The Importance of Blankets

Moroccan homes are stocked with huge numbers of blankets. Until my first winter here, I didn't fully appreciate why that is. I never really thought much about blankets.  I take them out during cold weather, and I put them away when it's warm.  Blankets last for years on end.  I rarely have occasion to buy a new one.  I always kept just enough for family and maybe a couple of guests. Then I came to Marrakech.
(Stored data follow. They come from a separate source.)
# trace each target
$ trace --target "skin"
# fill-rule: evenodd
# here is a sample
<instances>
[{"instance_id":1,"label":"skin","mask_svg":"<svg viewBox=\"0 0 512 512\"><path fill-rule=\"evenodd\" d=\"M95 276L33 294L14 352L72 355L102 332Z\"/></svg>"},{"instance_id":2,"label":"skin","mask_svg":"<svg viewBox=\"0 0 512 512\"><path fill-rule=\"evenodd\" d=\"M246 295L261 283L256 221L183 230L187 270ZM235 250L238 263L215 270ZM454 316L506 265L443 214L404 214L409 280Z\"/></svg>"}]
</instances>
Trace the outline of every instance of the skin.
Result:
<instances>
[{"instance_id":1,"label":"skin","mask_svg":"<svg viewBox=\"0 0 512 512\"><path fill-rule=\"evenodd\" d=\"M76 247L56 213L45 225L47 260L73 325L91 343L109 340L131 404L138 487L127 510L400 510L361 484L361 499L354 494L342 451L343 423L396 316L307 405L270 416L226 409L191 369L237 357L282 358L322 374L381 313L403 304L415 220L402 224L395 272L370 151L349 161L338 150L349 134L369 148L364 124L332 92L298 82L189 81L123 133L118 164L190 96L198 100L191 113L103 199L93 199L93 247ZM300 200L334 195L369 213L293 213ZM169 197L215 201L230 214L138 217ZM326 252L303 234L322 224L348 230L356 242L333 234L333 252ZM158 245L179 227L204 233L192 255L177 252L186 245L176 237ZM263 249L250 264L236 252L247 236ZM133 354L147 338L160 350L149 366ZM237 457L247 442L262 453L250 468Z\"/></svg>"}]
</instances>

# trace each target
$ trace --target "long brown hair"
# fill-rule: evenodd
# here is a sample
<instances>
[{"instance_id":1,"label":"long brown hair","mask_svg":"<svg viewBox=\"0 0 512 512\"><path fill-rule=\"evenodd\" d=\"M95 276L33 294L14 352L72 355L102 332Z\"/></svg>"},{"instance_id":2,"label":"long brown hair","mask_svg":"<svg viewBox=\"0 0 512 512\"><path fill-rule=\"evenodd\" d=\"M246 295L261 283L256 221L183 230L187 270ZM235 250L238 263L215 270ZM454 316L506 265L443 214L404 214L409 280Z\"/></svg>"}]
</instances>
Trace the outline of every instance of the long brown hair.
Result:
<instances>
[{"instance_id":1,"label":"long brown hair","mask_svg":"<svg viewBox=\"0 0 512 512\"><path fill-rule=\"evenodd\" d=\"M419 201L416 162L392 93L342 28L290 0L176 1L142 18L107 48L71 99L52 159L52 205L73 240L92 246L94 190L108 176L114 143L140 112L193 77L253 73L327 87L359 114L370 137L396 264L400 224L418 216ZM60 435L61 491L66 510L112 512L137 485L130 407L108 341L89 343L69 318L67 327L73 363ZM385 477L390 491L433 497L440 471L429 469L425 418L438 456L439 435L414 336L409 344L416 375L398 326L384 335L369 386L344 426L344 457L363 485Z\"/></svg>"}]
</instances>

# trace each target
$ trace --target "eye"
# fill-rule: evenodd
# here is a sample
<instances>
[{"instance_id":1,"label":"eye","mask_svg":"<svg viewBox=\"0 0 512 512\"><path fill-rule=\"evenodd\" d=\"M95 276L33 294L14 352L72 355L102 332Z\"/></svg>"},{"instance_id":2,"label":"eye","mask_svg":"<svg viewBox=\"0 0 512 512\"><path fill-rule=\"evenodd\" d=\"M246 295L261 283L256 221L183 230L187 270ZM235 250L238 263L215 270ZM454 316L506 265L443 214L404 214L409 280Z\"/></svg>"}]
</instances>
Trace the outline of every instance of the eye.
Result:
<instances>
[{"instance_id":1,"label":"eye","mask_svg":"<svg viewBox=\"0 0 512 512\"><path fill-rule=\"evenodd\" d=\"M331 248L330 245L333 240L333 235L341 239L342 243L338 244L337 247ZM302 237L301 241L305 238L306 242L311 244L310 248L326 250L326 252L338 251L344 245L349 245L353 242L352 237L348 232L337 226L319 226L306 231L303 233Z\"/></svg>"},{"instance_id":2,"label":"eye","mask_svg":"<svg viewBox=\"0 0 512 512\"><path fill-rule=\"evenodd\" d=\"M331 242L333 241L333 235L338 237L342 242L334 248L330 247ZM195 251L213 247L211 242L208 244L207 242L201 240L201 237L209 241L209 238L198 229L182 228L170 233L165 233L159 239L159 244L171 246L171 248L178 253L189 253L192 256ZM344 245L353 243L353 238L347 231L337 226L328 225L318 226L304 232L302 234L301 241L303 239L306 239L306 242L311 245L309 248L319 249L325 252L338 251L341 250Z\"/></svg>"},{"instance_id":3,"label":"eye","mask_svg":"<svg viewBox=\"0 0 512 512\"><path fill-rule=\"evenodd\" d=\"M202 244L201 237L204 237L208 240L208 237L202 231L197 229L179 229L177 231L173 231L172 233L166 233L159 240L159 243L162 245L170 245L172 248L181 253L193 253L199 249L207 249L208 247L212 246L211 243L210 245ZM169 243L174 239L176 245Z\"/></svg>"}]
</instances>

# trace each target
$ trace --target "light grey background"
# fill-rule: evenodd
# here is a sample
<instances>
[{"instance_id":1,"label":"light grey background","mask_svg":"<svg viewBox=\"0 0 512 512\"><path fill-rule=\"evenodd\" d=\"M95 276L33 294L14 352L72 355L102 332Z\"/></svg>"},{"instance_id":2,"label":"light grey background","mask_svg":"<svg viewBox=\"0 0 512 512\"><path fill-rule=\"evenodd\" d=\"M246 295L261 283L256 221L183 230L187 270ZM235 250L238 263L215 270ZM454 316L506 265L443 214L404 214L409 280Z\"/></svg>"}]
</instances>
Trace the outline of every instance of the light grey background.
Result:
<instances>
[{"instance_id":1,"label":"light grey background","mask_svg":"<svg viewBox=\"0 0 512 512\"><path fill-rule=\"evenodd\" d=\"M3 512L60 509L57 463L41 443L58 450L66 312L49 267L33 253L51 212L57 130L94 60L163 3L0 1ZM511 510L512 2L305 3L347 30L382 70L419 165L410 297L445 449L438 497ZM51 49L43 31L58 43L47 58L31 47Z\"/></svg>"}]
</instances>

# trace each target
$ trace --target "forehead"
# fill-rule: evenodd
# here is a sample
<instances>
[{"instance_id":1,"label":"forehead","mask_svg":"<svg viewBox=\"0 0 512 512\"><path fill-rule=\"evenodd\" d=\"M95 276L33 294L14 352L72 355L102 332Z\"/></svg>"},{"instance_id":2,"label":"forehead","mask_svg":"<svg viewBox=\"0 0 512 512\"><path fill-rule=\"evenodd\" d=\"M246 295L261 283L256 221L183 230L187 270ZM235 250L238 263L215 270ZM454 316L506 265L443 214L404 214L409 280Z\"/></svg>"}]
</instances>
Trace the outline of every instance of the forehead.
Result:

Marrakech homes, public buildings, even hospitals may be unheated.  It never snows here. The temperature never goes below freezing, although it gets uncomfortably close.  Understandably, blankets are everywhere.  Got visitors?  Give them blankets and hot tea when they enter your home.  Going to be a patient in the hospital?  Take your own blankets, just to be on the safe side.

Once I was one of a group of female guests in a home, and we were settled for the night side by side on pallet several blankets thick.  We were covered with a couple of individual blankets each, and then the our entire group was covered by the single largest blanket I have ever seen. It measured a good 15 feet across.  We were less likely to be cold than we were to be crushed under the weight of it.

I have seen coarse, heavy blankets substitute for rugs on a cold floor.  I've seen soft, plush blankets folded and stacked as high as the homeowner.  I've seen them stored in closets and beneath sofa cushions. Don't know what to give a bride and groom?  Blankets are probably the most common wedding gift in Morocco. The lowly, utilitarian blanket in America has here an importance borne of necessity.